It was anything but a warm welcome back for Nancy Branscombe at city hall Tuesday night.

The Ward 6 councillor was taken to task for missing a rash of recent committee meetings.

"Councillor Branscombe, you haven't been here for four or five weeks," fired an angry Mayor Joe Fontana Tuesday evening.

Branscombe found herself in the hot seat, a seat the mayor repeatedly pointed out she hasn't been in very often lately.

"She wasn't at the meeting and therefore didn't have the benefit of the hour-and-a-half discussion," says Fontana.

But is the mayor's very public criticism fair?

Some fact checking shows that Brancombe's attendance at committee meetings has varied widely this year.

She attended 10 of 16 planning meetings, an attendance rate of 62.5 per cent.

At Corporate Services meetings her attendance is 11 out of 17 or 65 per cent.

She has missed just one of three Audit Committee meetings and she has an 82 per cent attendance record at council meetings.

"Obviously you try to make as many of these meetings as you can, you have family and other obligations and that's all it was," says Branscombe.

A health issue kept her away for two weeks in April and a family trip to China forced her to miss meetings in May and June.
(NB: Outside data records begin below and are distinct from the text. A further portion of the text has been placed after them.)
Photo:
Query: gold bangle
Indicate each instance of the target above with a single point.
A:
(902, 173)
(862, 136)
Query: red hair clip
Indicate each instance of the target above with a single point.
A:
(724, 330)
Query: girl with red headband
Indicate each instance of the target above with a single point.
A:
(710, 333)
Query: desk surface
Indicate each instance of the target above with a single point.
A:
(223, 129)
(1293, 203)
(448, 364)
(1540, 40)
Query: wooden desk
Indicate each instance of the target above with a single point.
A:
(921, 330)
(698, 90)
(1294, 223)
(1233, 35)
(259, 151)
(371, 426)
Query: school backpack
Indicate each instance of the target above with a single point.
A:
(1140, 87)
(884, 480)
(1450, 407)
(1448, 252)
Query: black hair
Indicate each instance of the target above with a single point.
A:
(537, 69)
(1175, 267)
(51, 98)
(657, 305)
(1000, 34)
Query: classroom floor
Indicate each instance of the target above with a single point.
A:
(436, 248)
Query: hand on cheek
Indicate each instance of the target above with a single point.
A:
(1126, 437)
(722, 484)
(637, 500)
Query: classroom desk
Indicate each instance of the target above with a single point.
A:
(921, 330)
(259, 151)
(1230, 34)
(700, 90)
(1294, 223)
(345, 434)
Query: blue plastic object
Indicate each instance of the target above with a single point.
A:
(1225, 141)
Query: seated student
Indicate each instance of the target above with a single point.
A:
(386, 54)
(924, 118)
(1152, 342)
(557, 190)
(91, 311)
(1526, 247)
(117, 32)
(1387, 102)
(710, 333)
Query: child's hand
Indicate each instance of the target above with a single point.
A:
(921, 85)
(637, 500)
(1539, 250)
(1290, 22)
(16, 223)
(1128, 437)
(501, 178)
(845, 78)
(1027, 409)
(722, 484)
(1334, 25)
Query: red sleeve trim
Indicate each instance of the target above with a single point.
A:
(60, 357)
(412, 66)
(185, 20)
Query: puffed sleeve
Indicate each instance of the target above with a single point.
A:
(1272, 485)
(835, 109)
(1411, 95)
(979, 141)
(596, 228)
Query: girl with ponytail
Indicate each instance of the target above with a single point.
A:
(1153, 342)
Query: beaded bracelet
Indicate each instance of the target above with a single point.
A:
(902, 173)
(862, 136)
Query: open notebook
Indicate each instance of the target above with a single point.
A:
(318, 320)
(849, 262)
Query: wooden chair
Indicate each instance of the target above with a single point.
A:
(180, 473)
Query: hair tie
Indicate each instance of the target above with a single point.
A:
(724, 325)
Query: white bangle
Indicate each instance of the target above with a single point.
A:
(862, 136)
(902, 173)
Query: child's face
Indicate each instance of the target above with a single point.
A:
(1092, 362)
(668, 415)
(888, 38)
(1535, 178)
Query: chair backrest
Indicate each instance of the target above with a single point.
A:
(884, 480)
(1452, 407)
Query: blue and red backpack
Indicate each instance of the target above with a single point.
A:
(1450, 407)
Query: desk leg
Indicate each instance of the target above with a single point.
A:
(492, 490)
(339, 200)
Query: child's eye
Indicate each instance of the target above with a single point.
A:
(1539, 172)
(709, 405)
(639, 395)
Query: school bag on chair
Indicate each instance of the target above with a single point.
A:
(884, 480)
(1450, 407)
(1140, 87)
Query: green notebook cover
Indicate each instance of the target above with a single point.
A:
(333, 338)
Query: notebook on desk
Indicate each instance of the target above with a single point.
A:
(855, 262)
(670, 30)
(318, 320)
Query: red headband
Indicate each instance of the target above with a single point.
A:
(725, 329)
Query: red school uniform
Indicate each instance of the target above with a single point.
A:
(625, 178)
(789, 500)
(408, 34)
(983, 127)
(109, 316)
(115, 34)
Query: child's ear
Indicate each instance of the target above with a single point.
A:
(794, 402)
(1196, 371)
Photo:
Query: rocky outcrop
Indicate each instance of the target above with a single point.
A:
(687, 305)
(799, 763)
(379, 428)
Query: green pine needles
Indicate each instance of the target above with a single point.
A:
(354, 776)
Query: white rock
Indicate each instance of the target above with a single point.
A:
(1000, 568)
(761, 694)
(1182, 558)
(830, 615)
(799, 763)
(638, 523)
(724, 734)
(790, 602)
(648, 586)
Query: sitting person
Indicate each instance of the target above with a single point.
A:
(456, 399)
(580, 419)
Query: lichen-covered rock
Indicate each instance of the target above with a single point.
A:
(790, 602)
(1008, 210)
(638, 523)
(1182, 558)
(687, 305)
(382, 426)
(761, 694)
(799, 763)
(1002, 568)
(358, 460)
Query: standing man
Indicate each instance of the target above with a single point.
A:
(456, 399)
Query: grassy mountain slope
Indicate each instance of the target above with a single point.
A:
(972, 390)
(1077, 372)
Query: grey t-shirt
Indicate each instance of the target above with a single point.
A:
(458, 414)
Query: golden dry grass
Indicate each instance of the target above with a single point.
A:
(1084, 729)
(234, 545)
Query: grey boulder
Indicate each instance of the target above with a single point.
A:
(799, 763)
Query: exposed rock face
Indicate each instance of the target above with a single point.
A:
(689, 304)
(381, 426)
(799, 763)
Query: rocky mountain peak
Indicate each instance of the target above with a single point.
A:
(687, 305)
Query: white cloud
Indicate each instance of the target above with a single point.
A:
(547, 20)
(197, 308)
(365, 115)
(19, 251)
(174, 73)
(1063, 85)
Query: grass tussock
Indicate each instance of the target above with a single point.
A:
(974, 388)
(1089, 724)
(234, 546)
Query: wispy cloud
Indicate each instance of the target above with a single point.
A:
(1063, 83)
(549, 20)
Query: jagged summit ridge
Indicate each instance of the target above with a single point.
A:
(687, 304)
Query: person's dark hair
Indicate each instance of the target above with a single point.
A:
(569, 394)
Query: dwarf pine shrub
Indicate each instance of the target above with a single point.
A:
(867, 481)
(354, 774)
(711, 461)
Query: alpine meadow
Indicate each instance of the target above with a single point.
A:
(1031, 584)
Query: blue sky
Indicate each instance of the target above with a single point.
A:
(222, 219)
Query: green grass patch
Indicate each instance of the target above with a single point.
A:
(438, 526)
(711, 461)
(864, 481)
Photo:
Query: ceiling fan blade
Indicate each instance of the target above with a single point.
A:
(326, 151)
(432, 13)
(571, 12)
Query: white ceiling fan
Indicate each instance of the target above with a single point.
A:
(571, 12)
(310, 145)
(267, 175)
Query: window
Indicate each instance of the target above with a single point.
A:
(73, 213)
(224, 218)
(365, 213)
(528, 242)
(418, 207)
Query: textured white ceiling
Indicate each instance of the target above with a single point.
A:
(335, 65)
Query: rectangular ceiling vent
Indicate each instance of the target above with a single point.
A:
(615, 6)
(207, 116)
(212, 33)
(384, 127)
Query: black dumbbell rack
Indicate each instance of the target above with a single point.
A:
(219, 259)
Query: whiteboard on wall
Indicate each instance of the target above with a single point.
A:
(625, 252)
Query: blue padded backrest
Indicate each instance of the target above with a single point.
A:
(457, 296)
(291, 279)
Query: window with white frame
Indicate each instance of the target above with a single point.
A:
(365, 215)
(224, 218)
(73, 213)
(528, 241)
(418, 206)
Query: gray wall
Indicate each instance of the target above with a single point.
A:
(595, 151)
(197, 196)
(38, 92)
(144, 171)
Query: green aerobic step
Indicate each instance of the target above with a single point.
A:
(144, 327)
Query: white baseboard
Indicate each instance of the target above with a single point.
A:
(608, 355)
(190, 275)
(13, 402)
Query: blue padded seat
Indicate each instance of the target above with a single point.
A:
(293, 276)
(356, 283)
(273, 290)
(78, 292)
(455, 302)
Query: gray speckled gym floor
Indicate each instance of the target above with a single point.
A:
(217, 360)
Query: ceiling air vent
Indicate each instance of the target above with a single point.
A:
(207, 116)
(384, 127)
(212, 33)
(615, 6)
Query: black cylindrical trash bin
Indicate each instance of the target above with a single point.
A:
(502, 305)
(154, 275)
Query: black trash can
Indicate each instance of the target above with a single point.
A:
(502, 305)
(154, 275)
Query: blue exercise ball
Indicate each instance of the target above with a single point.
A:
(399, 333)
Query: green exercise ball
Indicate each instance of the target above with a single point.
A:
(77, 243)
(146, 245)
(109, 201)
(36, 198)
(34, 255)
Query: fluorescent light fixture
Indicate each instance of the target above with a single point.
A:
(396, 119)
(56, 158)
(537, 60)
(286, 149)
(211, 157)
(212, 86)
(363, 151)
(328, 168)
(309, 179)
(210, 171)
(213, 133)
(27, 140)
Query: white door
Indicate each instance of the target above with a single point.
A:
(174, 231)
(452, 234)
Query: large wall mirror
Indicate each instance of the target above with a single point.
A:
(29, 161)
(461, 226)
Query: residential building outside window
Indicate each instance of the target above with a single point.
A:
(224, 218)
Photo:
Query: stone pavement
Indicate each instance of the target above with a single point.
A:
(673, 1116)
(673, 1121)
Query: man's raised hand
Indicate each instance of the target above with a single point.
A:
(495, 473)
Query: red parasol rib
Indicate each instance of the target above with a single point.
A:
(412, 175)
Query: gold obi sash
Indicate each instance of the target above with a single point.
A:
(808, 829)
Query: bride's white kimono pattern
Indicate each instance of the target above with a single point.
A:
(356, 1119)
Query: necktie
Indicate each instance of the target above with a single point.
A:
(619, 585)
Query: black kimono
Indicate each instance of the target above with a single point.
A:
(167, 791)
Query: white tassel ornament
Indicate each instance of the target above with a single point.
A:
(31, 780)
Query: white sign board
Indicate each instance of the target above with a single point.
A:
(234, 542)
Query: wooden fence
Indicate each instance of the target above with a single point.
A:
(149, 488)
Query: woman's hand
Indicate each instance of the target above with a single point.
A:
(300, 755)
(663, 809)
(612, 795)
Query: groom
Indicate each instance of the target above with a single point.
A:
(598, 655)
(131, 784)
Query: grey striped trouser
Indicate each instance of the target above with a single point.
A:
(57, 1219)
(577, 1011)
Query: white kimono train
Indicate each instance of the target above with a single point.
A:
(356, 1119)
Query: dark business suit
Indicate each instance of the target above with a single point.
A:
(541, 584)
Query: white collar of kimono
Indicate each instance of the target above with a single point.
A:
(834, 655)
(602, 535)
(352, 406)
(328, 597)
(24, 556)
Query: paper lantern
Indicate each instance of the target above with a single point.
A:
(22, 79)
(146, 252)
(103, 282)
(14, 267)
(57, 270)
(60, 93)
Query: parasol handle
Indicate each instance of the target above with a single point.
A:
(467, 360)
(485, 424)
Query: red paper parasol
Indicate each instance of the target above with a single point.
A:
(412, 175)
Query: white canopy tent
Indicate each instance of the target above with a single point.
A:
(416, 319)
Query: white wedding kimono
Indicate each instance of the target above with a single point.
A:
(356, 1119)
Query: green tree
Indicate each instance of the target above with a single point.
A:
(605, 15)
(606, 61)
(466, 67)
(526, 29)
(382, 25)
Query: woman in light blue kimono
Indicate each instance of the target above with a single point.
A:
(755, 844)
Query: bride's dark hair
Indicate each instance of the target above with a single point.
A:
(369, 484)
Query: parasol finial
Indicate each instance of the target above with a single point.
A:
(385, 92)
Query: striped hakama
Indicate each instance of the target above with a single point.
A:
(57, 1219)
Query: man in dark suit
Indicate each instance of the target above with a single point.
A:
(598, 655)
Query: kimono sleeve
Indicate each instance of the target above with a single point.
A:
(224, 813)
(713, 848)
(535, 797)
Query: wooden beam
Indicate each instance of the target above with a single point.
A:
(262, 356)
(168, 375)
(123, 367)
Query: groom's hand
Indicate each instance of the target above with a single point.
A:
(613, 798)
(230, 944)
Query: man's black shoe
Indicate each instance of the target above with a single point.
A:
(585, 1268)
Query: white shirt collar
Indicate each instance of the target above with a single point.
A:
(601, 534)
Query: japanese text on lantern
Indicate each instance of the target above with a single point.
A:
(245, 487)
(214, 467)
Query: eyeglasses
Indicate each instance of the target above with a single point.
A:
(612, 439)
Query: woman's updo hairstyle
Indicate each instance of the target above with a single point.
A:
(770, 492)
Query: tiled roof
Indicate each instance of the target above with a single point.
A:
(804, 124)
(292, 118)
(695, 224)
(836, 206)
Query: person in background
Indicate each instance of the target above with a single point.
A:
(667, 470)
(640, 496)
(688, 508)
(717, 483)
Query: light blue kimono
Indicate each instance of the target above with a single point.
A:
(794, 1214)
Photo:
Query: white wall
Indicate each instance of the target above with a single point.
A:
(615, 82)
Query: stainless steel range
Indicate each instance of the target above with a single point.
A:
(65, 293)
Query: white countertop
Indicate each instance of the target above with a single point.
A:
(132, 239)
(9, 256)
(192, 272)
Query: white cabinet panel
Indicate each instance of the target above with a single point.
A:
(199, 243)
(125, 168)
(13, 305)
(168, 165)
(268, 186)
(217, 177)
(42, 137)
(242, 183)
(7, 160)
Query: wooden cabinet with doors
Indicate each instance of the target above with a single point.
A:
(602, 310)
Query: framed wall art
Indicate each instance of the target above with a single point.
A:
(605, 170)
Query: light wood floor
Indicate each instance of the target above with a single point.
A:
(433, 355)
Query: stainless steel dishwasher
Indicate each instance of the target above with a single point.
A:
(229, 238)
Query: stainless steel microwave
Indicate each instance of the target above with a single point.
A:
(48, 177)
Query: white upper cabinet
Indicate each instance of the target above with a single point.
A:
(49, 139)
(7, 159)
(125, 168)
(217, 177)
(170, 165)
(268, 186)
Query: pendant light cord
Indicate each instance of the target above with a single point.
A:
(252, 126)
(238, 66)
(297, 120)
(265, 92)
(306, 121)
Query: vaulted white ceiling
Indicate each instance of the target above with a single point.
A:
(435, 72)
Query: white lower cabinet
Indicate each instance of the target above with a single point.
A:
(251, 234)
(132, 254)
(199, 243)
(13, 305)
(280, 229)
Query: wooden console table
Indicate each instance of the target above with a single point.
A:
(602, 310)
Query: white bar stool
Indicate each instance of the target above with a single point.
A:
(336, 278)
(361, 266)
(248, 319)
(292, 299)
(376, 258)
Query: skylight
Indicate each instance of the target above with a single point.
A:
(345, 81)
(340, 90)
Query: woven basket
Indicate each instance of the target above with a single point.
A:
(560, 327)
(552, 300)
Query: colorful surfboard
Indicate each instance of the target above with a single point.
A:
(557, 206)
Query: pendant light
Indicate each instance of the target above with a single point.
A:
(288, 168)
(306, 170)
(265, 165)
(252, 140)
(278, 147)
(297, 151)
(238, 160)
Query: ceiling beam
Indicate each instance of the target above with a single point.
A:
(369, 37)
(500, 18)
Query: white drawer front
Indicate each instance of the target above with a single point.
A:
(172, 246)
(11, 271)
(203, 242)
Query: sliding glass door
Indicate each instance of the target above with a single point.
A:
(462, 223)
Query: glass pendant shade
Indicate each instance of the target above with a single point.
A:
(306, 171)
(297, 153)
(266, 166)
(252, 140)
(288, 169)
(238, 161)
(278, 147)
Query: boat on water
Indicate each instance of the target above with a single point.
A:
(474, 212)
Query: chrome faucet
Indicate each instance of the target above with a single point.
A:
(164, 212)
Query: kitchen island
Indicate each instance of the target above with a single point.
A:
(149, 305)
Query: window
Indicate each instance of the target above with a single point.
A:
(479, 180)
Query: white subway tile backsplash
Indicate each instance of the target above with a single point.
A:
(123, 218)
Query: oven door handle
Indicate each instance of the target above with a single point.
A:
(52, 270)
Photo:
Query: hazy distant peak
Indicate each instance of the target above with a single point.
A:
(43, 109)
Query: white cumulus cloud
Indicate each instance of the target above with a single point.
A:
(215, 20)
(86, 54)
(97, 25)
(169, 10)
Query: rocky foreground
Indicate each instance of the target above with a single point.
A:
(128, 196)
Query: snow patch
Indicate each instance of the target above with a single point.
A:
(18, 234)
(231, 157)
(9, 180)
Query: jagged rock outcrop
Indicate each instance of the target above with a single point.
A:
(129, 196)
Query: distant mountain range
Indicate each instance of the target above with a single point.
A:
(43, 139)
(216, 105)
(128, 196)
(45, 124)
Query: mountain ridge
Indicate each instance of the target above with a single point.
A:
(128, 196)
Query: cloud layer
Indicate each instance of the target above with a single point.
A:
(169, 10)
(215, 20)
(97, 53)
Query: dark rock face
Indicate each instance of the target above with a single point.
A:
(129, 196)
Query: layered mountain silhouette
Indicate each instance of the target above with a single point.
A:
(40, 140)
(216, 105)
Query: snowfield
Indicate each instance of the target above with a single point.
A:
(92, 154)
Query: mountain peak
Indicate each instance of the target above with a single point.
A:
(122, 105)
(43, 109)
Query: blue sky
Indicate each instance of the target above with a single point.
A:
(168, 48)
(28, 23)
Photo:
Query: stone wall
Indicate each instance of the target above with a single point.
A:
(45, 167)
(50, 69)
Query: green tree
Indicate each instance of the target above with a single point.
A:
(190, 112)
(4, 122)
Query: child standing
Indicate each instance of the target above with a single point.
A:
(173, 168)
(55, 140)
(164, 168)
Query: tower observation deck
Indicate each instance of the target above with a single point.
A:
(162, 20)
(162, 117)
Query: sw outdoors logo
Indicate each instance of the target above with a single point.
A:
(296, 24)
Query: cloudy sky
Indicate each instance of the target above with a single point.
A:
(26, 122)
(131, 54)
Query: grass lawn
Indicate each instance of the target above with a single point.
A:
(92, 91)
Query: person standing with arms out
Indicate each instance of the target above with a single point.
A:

Councillor Stephen Orser, who recently had his own attendance problems at the Middlesex-London Health Unit, says politicians need to be held accountable.

"This is the problem, we need to change the rules at city hall so that attendance is a must and if you don't attend you don't get paid," says Orser.

Orser has also criticized Branscombe's intention to take a leave of absence to run as a candidate in London North Centre if a provincial election is called.

"You can't ride two horses. You can't be a councillor and a candidate in an election," says Orser.

"I do believe I carry my share of the workload and that's really all I have to say about it," says Branscombe.